Fundamentally, what Popper criticized of psychoanalysis was its inability to stick to explanations that could be falsified, something he considered to be cheating. A theory that cannot be falsified is capable of contortion and of adopting all possible forms as long as it does not show that reality does not fit with its proposals , which means that it is not useful for explaining phenomena and, therefore, it is not science.
For the Austrian philosopher, the only merit of Sigmund Freud’s theories was that they had a good capacity to perpetuate themselves, taking advantage of their own ambiguities to fit into any explanatory framework and to adapt to all the unforeseen without being called into question. The effectiveness of psychoanalysis did not have to do with the degree to which they served to explain things, but with the ways in which they found ways to justify themselves .

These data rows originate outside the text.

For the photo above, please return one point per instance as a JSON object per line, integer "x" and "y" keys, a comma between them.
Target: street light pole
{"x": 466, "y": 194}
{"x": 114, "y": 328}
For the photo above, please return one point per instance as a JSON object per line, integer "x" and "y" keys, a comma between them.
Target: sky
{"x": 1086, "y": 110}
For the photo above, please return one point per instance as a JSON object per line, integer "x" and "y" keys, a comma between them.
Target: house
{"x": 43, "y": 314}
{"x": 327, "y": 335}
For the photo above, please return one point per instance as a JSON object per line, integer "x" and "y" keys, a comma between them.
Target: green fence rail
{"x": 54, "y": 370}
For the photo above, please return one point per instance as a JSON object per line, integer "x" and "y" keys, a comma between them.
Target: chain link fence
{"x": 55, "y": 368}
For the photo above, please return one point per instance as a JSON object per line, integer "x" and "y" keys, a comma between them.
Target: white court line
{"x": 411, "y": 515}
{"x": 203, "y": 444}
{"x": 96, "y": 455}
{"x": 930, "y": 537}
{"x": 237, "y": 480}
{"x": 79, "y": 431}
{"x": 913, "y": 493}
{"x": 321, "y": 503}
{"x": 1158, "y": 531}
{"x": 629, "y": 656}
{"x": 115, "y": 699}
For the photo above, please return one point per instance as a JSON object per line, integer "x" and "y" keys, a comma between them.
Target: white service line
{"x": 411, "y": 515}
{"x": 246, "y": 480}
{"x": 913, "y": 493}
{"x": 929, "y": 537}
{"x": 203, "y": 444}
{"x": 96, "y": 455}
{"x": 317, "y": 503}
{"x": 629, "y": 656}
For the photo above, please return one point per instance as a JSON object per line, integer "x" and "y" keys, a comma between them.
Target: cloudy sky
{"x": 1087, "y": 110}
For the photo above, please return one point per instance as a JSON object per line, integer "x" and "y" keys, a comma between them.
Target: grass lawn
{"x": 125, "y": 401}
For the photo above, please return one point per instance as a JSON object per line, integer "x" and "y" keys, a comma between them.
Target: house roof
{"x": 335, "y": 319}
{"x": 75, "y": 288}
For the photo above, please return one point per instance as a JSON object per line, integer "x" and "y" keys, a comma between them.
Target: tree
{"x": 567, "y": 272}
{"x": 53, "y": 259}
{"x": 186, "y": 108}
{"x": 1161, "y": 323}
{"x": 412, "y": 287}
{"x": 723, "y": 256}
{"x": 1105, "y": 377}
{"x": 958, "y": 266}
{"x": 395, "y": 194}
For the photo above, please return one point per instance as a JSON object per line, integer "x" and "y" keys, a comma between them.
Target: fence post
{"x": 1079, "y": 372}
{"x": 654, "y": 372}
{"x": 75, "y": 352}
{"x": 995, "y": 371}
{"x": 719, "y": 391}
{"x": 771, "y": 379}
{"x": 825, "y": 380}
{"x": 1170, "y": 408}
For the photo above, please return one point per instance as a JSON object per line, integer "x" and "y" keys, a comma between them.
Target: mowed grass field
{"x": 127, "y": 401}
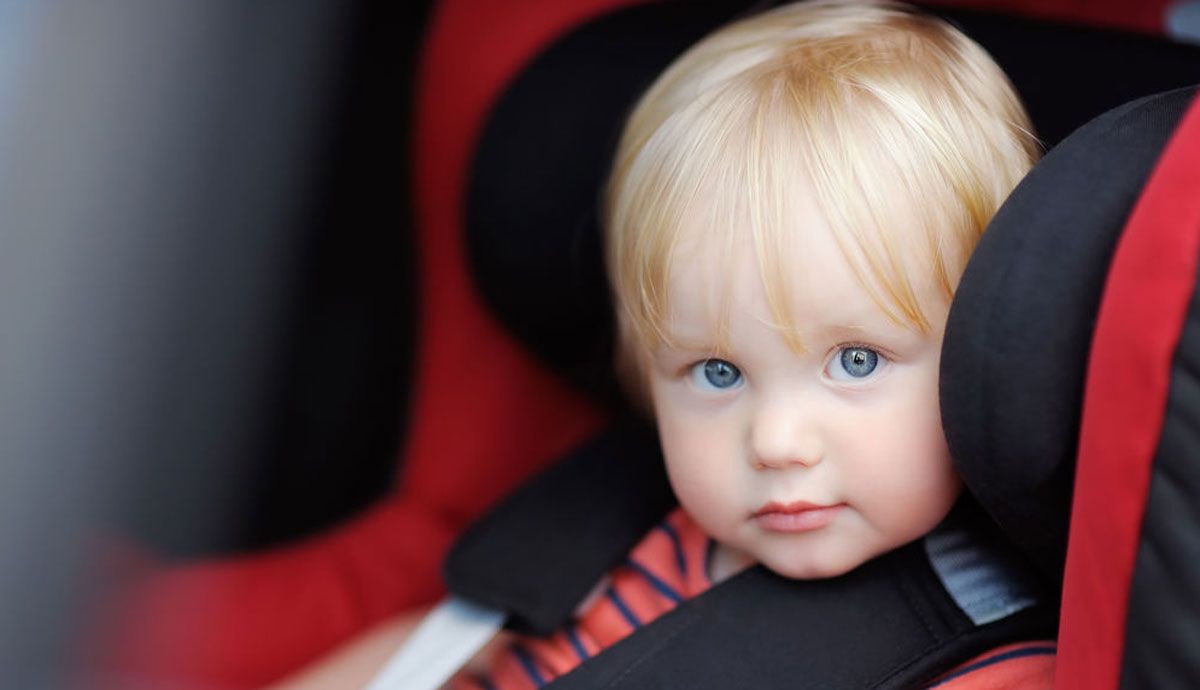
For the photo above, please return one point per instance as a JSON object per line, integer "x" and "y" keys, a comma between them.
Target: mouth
{"x": 798, "y": 516}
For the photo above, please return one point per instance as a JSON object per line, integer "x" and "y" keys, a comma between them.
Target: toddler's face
{"x": 810, "y": 463}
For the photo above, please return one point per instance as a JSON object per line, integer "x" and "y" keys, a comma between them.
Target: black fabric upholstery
{"x": 1163, "y": 625}
{"x": 535, "y": 183}
{"x": 544, "y": 547}
{"x": 1017, "y": 342}
{"x": 887, "y": 625}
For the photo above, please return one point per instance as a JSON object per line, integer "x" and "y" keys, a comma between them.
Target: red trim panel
{"x": 1145, "y": 303}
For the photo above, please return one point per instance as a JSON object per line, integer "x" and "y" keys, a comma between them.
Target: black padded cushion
{"x": 534, "y": 190}
{"x": 1020, "y": 328}
{"x": 540, "y": 550}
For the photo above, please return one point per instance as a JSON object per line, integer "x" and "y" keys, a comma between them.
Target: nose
{"x": 785, "y": 433}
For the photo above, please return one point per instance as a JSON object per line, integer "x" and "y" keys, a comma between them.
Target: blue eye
{"x": 853, "y": 364}
{"x": 715, "y": 375}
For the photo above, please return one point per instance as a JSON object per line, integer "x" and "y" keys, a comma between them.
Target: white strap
{"x": 444, "y": 641}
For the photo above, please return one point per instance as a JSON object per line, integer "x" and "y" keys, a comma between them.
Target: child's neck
{"x": 726, "y": 563}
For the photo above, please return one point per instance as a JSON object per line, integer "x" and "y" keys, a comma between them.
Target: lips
{"x": 798, "y": 516}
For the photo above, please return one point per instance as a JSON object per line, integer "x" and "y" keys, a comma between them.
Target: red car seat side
{"x": 1147, "y": 295}
{"x": 485, "y": 417}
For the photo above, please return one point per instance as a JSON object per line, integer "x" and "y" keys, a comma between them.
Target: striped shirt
{"x": 672, "y": 564}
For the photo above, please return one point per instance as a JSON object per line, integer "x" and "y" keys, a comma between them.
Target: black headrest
{"x": 1020, "y": 328}
{"x": 534, "y": 190}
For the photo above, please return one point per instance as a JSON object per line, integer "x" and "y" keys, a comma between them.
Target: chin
{"x": 813, "y": 568}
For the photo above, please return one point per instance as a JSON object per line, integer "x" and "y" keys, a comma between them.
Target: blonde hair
{"x": 874, "y": 103}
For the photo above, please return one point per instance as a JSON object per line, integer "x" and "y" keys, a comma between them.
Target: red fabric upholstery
{"x": 1145, "y": 304}
{"x": 485, "y": 415}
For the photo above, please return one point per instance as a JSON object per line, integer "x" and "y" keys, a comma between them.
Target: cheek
{"x": 699, "y": 455}
{"x": 907, "y": 466}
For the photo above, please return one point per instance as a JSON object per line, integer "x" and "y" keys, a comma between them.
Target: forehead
{"x": 715, "y": 288}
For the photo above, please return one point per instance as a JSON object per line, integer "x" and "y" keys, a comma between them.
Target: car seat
{"x": 521, "y": 415}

For example, the Oedipus complex theory does not have to be resented if, after having identified the father as a source of hostility during childhood, it is discovered that in fact the relationship with the father was very good and that there was never any contact with the mother beyond the day of birth: simply, other people are identified as paternal and maternal figures, since since psychoanalysis is based on the symbolic, it does not have to fit into “natural” categories such as biological parents.
Blind Faith and Circular Reasoning
In short, Karl Popper did not believe that psychoanalysis was not a science because it did not serve to explain well what happens, but for something even more basic: because it was not possible to even consider the possibility that these theories are false .
Unlike Comte, who assumed that it was possible to unravel faithful and definitive knowledge about what is real, Karl Popper took into account the influence that the biases and starting points of different observers have on what they study, and therefore understood that certain theories were more of a historical construct than a useful tool for science.
Psychoanalysis, according to Popper, was a kind of mixture of the ad ignorantiam argument and the fallacy of the request for principle: it always asks for the acceptance of certain premises in advance in order to demonstrate that, as there is no evidence to the contrary, they must be true .That is why he understood that psychoanalysis was comparable to religions: both were self-confirming and based on circular reasoning to get out of any confrontation with the facts.